Another study, published in August 2021, used the portal to compare various COVID-omics biosignatures against C-reactive protein, or CRP, an established biomarker of poor COVID prognosis. Researchers found a clear association between elevated CRP levels and damage-associated molecular patterns, depletion of protective serpins and mitochondrial metabolic dysfunction.

In addition to providing critical data for studies on the Anschutz Medical Campus, the COVIDome, like N3C, has attracted researchers elsewhere as well. In fact, between its launch in November 2020 and June 2021, the dashboard saw more than 800 unique users from 36 countries around the world.

Effectiveness of monoclonal antibody treatment

Researchers at the Colorado Clinical and Translational Sciences Institute on the Anschutz Medical Campus have been able to build on the successes of N3C and the COVIDome. Leveraging that existing data infrastructure, they’ve developed an ongoing research project, funded by an $8.7 million NIH grant, to determine the effectiveness of monoclonal antibody treatments against COVID-19.

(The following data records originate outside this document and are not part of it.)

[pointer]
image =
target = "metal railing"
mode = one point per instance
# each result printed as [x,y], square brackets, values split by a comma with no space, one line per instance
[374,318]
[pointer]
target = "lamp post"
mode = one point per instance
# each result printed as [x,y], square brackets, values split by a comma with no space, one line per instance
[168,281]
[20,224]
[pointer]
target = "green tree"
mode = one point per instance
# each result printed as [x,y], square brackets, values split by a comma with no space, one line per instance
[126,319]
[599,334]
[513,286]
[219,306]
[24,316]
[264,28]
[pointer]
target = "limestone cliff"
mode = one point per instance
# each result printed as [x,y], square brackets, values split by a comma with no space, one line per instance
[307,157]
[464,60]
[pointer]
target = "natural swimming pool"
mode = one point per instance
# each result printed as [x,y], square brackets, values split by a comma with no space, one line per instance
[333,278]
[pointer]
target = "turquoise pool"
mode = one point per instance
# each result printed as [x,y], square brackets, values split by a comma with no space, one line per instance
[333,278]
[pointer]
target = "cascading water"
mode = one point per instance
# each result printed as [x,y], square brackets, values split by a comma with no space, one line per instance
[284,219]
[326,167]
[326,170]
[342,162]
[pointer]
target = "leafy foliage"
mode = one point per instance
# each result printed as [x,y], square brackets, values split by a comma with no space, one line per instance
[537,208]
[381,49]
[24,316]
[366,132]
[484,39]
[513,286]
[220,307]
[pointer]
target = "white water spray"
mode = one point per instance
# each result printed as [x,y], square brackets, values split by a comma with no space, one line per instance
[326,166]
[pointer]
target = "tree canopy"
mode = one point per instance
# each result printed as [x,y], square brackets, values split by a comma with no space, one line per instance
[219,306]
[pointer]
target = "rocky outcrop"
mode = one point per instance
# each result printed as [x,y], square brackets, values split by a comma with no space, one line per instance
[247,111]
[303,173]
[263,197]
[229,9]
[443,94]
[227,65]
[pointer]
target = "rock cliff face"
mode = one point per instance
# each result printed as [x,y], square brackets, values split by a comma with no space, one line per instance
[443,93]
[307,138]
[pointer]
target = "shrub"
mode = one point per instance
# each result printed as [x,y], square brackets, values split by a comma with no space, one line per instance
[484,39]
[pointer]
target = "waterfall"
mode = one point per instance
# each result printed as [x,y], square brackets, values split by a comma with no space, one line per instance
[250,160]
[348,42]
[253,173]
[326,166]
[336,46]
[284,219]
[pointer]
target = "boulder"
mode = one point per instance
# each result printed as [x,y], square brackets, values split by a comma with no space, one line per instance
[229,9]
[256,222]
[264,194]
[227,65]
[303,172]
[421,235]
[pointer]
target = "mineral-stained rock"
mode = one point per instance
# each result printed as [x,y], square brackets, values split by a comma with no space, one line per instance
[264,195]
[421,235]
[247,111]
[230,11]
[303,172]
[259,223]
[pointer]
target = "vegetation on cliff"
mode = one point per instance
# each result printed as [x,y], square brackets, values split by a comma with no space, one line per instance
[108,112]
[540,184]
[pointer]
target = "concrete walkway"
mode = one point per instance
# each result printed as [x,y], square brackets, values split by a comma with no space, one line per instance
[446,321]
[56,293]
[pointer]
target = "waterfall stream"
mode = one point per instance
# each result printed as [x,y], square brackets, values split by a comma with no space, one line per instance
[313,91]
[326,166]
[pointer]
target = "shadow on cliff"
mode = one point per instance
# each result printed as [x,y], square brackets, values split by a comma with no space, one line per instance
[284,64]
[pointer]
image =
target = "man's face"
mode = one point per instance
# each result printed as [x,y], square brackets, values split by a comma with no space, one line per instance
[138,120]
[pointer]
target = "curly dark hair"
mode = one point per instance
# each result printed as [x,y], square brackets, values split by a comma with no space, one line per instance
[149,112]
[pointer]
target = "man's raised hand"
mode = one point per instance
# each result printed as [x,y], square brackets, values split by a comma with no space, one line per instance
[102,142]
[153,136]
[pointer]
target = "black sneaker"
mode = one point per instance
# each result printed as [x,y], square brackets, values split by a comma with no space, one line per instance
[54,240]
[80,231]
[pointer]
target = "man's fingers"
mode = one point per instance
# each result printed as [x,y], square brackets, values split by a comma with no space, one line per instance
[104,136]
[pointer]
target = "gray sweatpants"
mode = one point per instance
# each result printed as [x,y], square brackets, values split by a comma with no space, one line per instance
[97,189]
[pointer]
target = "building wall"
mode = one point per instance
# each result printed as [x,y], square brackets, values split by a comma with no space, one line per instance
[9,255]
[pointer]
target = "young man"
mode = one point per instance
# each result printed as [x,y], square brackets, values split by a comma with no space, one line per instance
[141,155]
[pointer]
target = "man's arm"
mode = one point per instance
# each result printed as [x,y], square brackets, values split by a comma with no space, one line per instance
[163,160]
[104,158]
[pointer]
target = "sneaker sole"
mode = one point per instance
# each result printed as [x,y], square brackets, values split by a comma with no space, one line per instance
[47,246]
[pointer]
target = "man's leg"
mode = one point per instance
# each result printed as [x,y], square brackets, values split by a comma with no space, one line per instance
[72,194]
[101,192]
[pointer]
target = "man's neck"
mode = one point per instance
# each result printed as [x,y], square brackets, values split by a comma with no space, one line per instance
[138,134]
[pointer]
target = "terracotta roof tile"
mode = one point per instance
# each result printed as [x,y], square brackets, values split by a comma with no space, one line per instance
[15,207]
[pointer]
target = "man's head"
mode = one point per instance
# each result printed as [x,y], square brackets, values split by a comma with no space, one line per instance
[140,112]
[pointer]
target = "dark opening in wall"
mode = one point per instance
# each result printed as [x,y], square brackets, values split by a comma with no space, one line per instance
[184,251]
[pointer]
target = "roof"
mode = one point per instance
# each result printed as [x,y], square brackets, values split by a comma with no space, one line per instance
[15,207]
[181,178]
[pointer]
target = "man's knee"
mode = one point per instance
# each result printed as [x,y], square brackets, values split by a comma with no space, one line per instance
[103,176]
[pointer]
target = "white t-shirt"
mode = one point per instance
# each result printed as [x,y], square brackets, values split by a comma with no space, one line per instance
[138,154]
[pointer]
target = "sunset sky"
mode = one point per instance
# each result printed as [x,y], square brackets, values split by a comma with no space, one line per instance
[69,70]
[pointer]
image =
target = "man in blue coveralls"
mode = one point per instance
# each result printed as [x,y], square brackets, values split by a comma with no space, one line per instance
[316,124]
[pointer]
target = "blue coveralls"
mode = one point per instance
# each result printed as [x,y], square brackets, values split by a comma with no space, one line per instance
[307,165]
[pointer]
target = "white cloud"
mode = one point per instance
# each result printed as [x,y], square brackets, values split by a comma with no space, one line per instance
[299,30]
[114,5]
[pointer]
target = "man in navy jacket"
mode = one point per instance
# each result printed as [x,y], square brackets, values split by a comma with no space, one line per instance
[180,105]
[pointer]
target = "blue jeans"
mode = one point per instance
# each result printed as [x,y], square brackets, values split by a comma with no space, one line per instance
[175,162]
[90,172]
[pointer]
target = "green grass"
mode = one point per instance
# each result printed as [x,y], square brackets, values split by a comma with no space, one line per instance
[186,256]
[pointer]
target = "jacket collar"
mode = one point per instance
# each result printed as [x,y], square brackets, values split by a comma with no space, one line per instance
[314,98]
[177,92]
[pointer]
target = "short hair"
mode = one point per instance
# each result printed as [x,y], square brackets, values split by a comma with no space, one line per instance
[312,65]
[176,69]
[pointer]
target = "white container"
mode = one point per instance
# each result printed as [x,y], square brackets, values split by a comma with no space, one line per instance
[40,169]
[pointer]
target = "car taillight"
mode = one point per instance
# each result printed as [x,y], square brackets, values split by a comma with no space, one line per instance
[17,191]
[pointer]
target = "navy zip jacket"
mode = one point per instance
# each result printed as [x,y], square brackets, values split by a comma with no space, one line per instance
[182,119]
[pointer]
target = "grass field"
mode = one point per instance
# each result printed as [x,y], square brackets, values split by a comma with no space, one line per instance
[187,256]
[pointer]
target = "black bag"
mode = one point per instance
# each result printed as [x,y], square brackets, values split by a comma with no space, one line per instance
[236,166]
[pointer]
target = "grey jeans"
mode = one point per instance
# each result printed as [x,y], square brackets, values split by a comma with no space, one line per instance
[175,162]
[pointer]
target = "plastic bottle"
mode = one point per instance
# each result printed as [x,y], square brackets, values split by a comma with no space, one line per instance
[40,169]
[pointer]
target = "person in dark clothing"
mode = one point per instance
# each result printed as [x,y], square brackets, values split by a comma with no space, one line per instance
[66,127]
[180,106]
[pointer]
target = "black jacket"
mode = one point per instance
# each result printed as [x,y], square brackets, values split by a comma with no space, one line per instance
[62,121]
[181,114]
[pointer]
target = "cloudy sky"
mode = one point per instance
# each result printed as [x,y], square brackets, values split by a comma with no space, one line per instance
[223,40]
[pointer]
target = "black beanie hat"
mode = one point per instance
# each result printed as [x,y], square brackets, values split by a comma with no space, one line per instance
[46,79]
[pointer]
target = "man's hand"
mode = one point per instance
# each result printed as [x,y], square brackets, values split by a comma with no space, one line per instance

Early in the pandemic, patients who visited the emergency room with COVID-19 were examined to determine whether hospitalization was necessary. If it wasn’t, they were sent home with changes to watch for. With the FDA authorization of monoclonal antibody treatments, that changed, but information gaps remained, both for patients and clinicians.

To remedy that, researchers set out to create a database that would allow them to monitor how this treatment worked, says emergency physician and the project’s lead investigator Adit Ginde, MD.

“From the informatics side, we were looking at real-world effectiveness of these treatments and wanted to build a robust data infrastructure statewide across UCHealth, Denver Health, and in collaboration with the Colorado Department of Public Health and Environment, to basically have a pipeline for real-world data to study these treatments as the pandemic changed,” he says.

Building a platform to do this took Dr. Ginde, Dr. Bennett and their team roughly six months, as it required compiling and linking data from multiple sources, including electronic medical records, Epic, statewide vaccine registries, hospitalization data and death records. The team also took special care to link data to study health inequities and to use data to examine the ways in which information related to the monoclonal antibody treatment was disseminated to patients, including through social media, websites and community organizations.

This work has earned national attention from federal partners, including the CDC, FDA and the federal COVID response team, among others.

“We present to them the data and the findings to help with policy decisions. They're also very interested in what we're doing and how we've been able to then keep up as we switched to the delta variant and then omicron,” Dr. Ginde says. “We’ve been able to incorporate that information into the common data pipeline and be able to start providing information that can really inform the federal response.”